The game’s defining trait wasn’t pace or fireworks — it was control. Nevada kept New Mexico from finding the kind of finishing burst that has fueled the Lobos through a 21-win season, then executed cleanly enough down the stretch to turn a close game into a comfortable margin.
What decided it
This one tilted in the last few minutes, when Nevada’s defense and composure did the heavy lifting. New Mexico had chances to apply real pressure late, but Nevada consistently answered — not with a single knockout punch, but with a series of steady possessions that maintained separation and forced the Lobos to chase.
In a game where every empty trip carried extra weight, Nevada’s ability to protect the lead was the separator. The Wolf Pack didn’t need to dominate; they needed to be sharper at the margins, and they were.
Game flow
With no period scoring available, the clearest read is the final: Nevada won by seven in a game that stayed within striking distance deep into the second half. New Mexico never stopped threatening, but it also never flipped the script.
Context that matters
On paper, this was an opportunity for Nevada to puncture a strong New Mexico profile — and the Wolf Pack took it. Nevada entered at 18-9 with uneven recent form (WLLWL), and a win over a 21-6 opponent is exactly the kind of February result that can steady a season and sharpen postseason positioning.
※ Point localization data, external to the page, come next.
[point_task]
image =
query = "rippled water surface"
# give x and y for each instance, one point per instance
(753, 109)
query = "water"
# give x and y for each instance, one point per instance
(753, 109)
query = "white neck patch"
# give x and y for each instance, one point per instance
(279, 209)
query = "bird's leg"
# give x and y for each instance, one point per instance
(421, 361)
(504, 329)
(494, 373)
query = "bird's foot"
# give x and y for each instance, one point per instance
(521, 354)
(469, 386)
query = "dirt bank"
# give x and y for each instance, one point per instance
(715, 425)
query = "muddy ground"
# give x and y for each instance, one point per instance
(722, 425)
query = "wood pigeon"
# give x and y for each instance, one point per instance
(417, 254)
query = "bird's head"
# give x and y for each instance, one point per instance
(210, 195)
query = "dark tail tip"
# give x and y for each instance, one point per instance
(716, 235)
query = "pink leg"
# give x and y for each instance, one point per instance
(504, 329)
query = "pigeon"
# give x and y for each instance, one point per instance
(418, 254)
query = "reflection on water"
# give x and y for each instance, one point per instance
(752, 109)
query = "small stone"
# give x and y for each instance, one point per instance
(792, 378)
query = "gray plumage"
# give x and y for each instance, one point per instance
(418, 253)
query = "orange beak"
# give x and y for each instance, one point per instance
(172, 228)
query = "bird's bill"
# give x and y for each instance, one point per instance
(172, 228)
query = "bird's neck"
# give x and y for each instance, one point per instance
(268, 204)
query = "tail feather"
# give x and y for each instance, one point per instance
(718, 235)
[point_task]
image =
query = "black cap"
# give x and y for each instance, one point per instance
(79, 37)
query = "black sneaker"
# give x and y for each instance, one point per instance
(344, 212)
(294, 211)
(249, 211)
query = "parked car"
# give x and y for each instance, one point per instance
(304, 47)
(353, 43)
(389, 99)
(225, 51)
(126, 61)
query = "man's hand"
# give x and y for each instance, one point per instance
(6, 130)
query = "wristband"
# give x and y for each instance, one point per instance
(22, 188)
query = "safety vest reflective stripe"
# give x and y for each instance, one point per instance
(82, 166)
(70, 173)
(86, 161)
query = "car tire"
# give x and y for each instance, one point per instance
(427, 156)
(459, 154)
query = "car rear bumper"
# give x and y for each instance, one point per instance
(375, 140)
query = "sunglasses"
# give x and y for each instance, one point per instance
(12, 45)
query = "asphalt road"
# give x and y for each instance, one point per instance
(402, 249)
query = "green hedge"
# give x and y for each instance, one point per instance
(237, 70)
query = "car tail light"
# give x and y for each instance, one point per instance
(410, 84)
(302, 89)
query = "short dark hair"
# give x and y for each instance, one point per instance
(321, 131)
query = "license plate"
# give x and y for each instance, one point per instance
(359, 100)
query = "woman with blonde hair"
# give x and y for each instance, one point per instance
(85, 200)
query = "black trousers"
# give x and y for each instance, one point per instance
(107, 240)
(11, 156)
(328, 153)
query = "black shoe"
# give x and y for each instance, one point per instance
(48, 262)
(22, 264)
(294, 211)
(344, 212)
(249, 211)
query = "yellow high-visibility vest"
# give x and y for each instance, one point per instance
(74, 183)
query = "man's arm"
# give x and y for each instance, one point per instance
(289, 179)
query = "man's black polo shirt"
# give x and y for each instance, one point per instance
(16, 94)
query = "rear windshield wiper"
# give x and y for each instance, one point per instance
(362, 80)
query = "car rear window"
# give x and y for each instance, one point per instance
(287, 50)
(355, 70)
For New Mexico, this loss stings because it comes as the Lobos try to regain traction after a recent wobble (WWWLL). At 21-6, the résumé is still sturdy, but this game exposed how narrow the margin can be when the offense doesn’t land a late surge.
What’s next
Nevada leaves this one with momentum and proof it can close against a high-level opponent. New Mexico, meanwhile, will look to respond quickly — not with stylistic changes, but with cleaner late-game execution in tight, road-style finishes like this.